Amodimethicone is somewhat water-soluble, with it being more water soluble than dimethicone. There is alot of talk in the curly hair community about amodimethicone and other hair silicones. Many curly hair types are following the "no sulfates" movement, where individuals use sulfate free shampoos to cleanse the hair. The fear is that hair silicones are unhealthy, interfere with hairstyles, and will eventually cause build-up on the hair and scalp. The only way to remove hair silicones is to use a sulfate-based shampoo.

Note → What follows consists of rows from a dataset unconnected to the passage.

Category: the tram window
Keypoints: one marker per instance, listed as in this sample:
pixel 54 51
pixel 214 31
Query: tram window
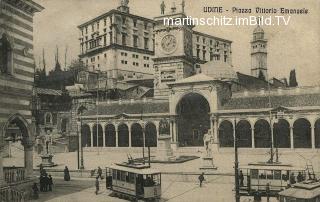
pixel 262 174
pixel 131 177
pixel 269 174
pixel 114 174
pixel 156 179
pixel 254 174
pixel 123 176
pixel 277 174
pixel 118 174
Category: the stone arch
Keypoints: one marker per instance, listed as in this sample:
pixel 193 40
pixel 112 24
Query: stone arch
pixel 64 125
pixel 151 134
pixel 244 133
pixel 97 135
pixel 193 119
pixel 123 135
pixel 6 54
pixel 25 133
pixel 281 134
pixel 262 134
pixel 302 133
pixel 110 133
pixel 136 135
pixel 85 135
pixel 317 133
pixel 48 118
pixel 226 131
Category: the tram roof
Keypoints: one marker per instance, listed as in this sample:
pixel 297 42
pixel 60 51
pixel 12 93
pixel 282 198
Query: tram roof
pixel 302 191
pixel 271 167
pixel 142 171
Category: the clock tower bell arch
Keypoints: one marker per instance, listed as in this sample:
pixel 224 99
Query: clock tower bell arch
pixel 173 51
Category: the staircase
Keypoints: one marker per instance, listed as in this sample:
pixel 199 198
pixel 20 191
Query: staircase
pixel 11 194
pixel 310 171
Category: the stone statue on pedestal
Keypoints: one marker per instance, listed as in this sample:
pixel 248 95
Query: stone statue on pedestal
pixel 162 7
pixel 208 141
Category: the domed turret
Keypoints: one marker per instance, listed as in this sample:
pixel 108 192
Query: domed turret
pixel 219 70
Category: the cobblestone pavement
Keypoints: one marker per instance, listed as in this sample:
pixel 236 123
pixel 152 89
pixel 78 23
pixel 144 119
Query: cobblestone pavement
pixel 223 160
pixel 218 189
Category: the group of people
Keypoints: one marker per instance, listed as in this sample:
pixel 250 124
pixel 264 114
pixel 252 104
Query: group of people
pixel 46 181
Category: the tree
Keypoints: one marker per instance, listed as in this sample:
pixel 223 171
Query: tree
pixel 261 76
pixel 292 79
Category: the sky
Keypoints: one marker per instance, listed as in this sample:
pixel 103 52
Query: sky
pixel 294 46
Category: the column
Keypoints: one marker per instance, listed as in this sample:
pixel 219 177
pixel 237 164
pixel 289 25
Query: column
pixel 28 158
pixel 171 131
pixel 91 133
pixel 157 128
pixel 252 137
pixel 215 131
pixel 1 166
pixel 103 134
pixel 174 130
pixel 313 145
pixel 117 134
pixel 291 137
pixel 130 136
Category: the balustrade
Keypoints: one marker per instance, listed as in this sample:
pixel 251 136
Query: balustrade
pixel 14 174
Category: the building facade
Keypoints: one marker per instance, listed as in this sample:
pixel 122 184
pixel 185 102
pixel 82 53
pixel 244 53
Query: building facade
pixel 196 90
pixel 16 83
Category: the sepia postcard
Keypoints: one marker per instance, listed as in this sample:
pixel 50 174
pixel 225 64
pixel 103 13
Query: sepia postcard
pixel 160 100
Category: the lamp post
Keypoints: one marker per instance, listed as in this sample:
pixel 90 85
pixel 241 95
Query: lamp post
pixel 236 163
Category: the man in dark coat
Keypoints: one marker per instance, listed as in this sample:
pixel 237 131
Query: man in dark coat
pixel 66 174
pixel 50 183
pixel 99 172
pixel 97 185
pixel 201 179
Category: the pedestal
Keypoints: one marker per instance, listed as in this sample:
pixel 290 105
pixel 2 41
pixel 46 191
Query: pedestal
pixel 164 151
pixel 207 163
pixel 47 160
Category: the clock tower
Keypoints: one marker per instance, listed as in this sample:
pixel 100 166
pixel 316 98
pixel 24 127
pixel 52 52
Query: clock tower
pixel 173 51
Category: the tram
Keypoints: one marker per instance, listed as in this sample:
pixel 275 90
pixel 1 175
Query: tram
pixel 269 179
pixel 134 182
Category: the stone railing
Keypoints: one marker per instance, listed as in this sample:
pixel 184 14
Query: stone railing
pixel 12 195
pixel 14 174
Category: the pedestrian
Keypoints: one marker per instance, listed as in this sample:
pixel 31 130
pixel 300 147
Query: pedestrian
pixel 41 182
pixel 50 183
pixel 300 177
pixel 99 172
pixel 66 174
pixel 35 191
pixel 46 182
pixel 97 185
pixel 201 179
pixel 292 179
pixel 241 178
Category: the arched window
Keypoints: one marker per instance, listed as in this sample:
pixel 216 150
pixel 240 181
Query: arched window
pixel 5 55
pixel 48 118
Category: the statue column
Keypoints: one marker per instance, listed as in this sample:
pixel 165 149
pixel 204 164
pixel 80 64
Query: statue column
pixel 103 134
pixel 117 134
pixel 313 145
pixel 174 125
pixel 91 133
pixel 130 136
pixel 1 166
pixel 291 137
pixel 171 131
pixel 28 158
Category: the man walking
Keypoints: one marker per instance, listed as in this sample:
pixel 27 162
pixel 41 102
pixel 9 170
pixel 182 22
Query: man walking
pixel 99 172
pixel 201 179
pixel 97 185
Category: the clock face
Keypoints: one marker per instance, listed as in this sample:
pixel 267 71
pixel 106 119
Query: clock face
pixel 169 43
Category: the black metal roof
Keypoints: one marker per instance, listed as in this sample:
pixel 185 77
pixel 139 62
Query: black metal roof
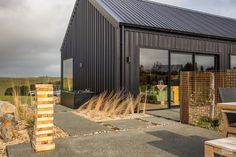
pixel 149 14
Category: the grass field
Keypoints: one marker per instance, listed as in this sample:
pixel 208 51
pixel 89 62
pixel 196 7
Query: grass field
pixel 6 83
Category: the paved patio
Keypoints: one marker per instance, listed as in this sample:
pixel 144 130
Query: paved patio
pixel 167 139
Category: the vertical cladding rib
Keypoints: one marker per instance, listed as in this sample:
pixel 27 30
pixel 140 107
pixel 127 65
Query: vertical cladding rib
pixel 152 14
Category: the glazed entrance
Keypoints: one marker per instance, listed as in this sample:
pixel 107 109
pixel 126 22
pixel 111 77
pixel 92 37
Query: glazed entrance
pixel 159 74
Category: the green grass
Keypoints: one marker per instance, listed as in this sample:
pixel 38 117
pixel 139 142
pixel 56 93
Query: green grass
pixel 24 99
pixel 6 83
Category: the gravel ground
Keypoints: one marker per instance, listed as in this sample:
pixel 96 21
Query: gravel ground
pixel 24 136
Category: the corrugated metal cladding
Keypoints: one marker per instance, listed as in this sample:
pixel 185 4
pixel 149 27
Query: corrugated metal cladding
pixel 152 14
pixel 136 39
pixel 91 41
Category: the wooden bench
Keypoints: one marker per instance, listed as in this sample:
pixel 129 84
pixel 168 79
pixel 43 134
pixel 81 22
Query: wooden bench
pixel 225 147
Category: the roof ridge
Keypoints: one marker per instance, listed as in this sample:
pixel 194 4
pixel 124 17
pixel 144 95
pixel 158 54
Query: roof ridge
pixel 187 9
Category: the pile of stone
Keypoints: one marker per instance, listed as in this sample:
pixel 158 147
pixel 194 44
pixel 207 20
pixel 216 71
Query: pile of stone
pixel 8 121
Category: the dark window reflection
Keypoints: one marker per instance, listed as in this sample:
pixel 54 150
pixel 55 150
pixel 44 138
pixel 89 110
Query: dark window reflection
pixel 68 75
pixel 233 62
pixel 205 63
pixel 179 62
pixel 154 77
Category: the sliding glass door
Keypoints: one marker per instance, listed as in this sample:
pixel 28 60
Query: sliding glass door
pixel 159 74
pixel 154 71
pixel 179 62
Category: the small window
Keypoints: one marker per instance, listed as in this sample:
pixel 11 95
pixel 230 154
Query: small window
pixel 205 62
pixel 233 61
pixel 68 75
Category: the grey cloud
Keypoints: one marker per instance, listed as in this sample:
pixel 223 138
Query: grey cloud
pixel 31 36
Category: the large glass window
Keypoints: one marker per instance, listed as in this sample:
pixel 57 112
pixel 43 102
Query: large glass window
pixel 205 62
pixel 154 69
pixel 68 75
pixel 233 61
pixel 179 62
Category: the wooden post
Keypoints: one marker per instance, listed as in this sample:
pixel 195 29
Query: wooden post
pixel 43 129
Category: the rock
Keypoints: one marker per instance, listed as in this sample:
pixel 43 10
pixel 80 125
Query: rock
pixel 7 127
pixel 7 108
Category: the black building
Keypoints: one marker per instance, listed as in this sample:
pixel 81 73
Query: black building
pixel 141 46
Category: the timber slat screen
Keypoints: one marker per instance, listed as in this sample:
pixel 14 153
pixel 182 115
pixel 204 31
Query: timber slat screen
pixel 200 88
pixel 43 129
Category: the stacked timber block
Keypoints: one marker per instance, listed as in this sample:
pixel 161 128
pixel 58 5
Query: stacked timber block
pixel 43 129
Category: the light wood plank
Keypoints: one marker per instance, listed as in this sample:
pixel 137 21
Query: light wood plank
pixel 45 106
pixel 45 99
pixel 44 132
pixel 42 139
pixel 45 119
pixel 45 112
pixel 41 126
pixel 43 147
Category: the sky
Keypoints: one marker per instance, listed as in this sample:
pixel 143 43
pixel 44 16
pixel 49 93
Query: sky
pixel 32 31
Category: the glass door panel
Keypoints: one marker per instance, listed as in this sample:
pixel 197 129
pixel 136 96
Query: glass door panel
pixel 179 62
pixel 154 72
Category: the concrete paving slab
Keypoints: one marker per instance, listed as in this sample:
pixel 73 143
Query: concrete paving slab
pixel 168 114
pixel 75 125
pixel 169 141
pixel 60 108
pixel 128 124
pixel 159 121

Amodimethicone Buildup: Remove Amodimethicone

Removing amodimethicone – and other hair silicones – from your hair is pretty simple and straightforward. You will need a sulfate-based shampoo. However, if a sulfate-based shampoo is too stripping for your hair type, then you can make your own deep cleansing shampoo. Pour a bit of shampoo in your hand and mix in a teaspoon of baking soda. Use this mixture to shampoo the hair. The baking soda will open up the hair cuticles, allowing the shampoo to work even better. Shampoo the hair once again without any baking soda. You will have squeaky clean hair that is free of silicones. Use a silicone-free conditioner to replenish your locks, or do a white vinegar rinse to close the cuticles.
Instead of vinegar, you can also use something of similar PH levels. Like limes

I am a fan of amodimethicone in hair conditioners and hair masks. It leaves my wavy, multiracial hair
soft, shiny, and tangled free. However, I notice that using amodimethicone-based product on consecutive days, my hair will become limp - even greasy. Mixing baking soda and shampoo on my hair once a week helps "reset" my hair. I find that amodimethicone and other conditioning products work better after using baking soda to clean my hair. Do you use silicones? Vinegar rinse? Let me know how you use it!